In another conventional method of grinding a needle material, there is used an endless abrasive sheet extended around a pair of rollers. This abrasive sheet comprises a sheet-like substrate made of a cloth, paper or the like, and abrasive grains bonded to an outer surface of this substrate. In this method, a chucking jig disposed near the peripheral surface of the roller chucks the needle material in such a manner that the needle material is oriented in parallel relation to the direction of movement of the abrasive sheet, and the needle material is pressed against that portion of the abrasive sheet extended around the peripheral surface of the roller. This method also has the above-mentioned disadvantages (1) to (4).

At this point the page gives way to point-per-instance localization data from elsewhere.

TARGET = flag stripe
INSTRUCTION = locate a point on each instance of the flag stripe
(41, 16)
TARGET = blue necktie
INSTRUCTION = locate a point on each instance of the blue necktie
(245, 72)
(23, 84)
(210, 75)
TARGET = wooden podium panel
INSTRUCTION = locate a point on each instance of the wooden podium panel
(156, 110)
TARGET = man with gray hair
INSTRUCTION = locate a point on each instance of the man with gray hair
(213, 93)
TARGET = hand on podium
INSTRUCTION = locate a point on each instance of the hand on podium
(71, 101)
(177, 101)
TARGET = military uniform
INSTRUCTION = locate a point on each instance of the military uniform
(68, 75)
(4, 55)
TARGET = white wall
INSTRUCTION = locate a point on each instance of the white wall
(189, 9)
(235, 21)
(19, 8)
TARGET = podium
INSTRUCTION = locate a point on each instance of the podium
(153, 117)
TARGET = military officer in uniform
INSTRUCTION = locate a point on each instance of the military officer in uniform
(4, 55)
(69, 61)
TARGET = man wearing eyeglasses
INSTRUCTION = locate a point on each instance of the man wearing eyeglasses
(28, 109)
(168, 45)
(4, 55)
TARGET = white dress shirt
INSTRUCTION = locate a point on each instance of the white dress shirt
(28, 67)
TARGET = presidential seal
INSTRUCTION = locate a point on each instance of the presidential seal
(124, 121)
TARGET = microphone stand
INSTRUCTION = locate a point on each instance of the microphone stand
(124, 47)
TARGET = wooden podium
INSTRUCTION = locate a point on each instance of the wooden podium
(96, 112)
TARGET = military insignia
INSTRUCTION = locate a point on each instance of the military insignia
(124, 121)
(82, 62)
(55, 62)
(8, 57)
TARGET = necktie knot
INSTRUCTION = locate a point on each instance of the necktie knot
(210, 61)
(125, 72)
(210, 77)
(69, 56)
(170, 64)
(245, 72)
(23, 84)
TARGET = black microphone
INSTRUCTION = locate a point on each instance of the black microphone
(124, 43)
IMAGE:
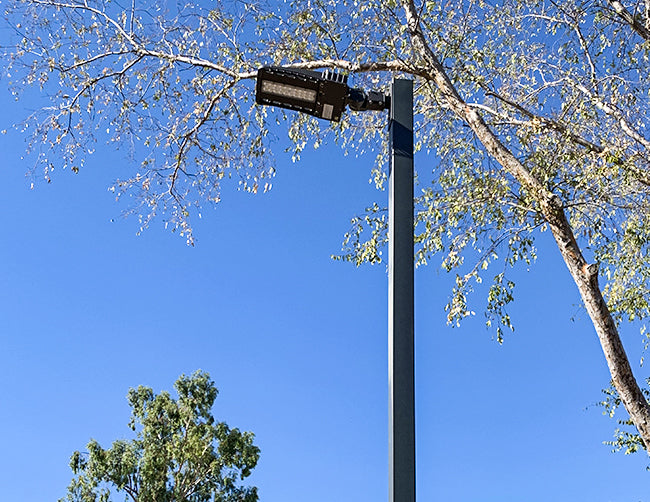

Japanese Utility Model Publication Nos. 39420/76, 41208/80 and 6885/86 and Japanese Laid-Open (Kokai) Utility Model Application No. 135106/85 disclose suture needles having a number of grinding traces extending perpendicular to a cutting edge. Although a grinding method is not clearly described in these prior art publications, it is clear that abrasive grains move in a direction perpendicular to the cutting edge to effect the grinding. In such method, the above disadvantage (2) is overcome, and probably the above disadvantage (4) may be overcome. However, the above disadvantage (3) is not overcome, and instead of the above disadvantage (1), another disadvantage is encountered. More specifically, large burrs are formed on one of the two cutting edges which is disposed at a downstream side of the direction of movement of the abrasive grains, the two cutting edges being formed respectively on the lateral edges of the ground surface of the needle material. Burrs are hardly formed on the other cutting edge disposed at an upstream side of the direction of movement of the abrasive grains. Therefore, when the burrs on the downstream-side cutting edge are removed by electropolishing or chemical polishing after the grinding operation, the upstream-side cutting edge becomes rounded. This adversely affects the piercing properties of the resultant suture needle.